Southern Utah Wilderness Alliance Conservation Director Steve Bloch was encouraged by Salazar's request for an investigation into those lease changes days before President Barack Obama took office.

"It obviously smells that something would happen at the last minute," he said.

But Bloch said the second round of oil shale leases is unnecessary and that companies already hold thousands of acres of state and private land to attempt to develop energy.

"I think that oil shale continues to be this elusive will-o'-the-wisp that we're chasing," Bloch said.

Bobby McEnaney, public lands expert at the Natural Resources Defence Council, said the history of oil shale has been "plagued with scandal and cronyism" and Salazar's move provides a better approach to protect public lands.

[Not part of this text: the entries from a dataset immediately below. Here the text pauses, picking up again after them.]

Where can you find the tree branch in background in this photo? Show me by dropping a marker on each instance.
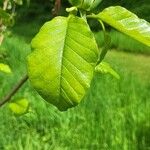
(56, 8)
(13, 91)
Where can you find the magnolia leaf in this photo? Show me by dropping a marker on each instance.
(19, 107)
(5, 68)
(105, 68)
(62, 64)
(126, 22)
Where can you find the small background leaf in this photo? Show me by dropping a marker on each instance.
(126, 22)
(19, 107)
(104, 68)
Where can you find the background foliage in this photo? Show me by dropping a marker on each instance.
(115, 113)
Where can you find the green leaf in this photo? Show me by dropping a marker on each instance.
(19, 107)
(126, 22)
(5, 68)
(105, 68)
(62, 64)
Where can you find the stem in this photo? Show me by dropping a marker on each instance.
(13, 91)
(56, 8)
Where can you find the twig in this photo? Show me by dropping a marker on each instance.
(13, 91)
(56, 8)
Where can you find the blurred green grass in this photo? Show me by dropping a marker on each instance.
(114, 114)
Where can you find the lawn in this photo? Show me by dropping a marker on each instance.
(114, 114)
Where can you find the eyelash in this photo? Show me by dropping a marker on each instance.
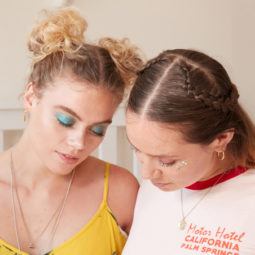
(97, 134)
(63, 123)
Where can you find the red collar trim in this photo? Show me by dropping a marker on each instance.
(210, 182)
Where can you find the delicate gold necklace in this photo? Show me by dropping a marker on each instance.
(182, 223)
(58, 212)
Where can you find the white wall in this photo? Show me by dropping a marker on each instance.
(221, 28)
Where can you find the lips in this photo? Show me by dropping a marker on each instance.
(67, 158)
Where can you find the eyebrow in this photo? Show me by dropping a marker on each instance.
(66, 109)
(156, 156)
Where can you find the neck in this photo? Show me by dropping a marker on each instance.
(220, 167)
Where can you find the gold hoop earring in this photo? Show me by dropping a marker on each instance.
(25, 115)
(221, 155)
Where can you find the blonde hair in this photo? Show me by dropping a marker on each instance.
(58, 43)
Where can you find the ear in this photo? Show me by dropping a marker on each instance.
(222, 140)
(30, 97)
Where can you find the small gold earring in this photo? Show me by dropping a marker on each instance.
(221, 155)
(182, 164)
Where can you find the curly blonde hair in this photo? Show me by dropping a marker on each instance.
(57, 44)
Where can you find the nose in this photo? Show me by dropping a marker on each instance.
(148, 170)
(76, 140)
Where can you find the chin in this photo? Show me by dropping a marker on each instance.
(166, 186)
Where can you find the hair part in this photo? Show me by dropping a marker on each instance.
(194, 91)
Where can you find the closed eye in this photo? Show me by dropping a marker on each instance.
(64, 119)
(98, 130)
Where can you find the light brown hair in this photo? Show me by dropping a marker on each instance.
(193, 91)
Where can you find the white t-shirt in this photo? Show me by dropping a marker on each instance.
(223, 223)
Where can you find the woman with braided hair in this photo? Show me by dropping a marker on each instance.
(55, 197)
(196, 146)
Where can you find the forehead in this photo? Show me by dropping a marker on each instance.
(153, 137)
(87, 100)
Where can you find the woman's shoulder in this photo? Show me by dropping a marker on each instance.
(118, 176)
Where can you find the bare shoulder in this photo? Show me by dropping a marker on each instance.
(122, 177)
(123, 188)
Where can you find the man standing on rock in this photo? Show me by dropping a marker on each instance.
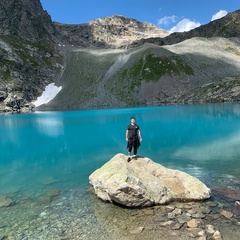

Oil shale supporters said Salazar's announcement was a mixed bag. The industry hopes that the Interior boss is sincere in wanting to develop a market-ready oil shale product, but, "we're skeptical at this point," says Jeff Hartley, a consultant working for a coalition of Utah energy producers.

"Our concern is that this may be a veiled attempt to slow down the development of new technologies," Hartley says.

Rep. Rob Bishop, a Utah Republican who has pushed to open up more public lands for oil exploration, says there's no doubt these new rules will delay the development of "America's vast oil shale reserves."

"The [Interior Department] can wrap a bow around it and call it whatever they want, but the bottom line is that Secretary Salazar's announcement today clearly reflects this administration's lack of commitment to achieve long-term domestic energy independence," Bishop said.

Salazar had yanked a proposed lease sale in February, and his new plans dramatically decrease the amount of land a company could ultimately lease, from 5,129 acres to 640 acres. It also triples the application fee and allows the secretary to set a royalty rate at a later time.

Oil shale proponents argue there are billions of barrels of oil that can be obtained from rock deposits in the Rocky Mountain region. Several companies are attempting to pull kerogen -- a chemical compound that can be turned into a synthetic diesel or jet fuel -- from sedimentary rock in Utah, Colorado and Wyoming.

But environmentalists argue that no one has yet come up with a commercially practical process to produce oil.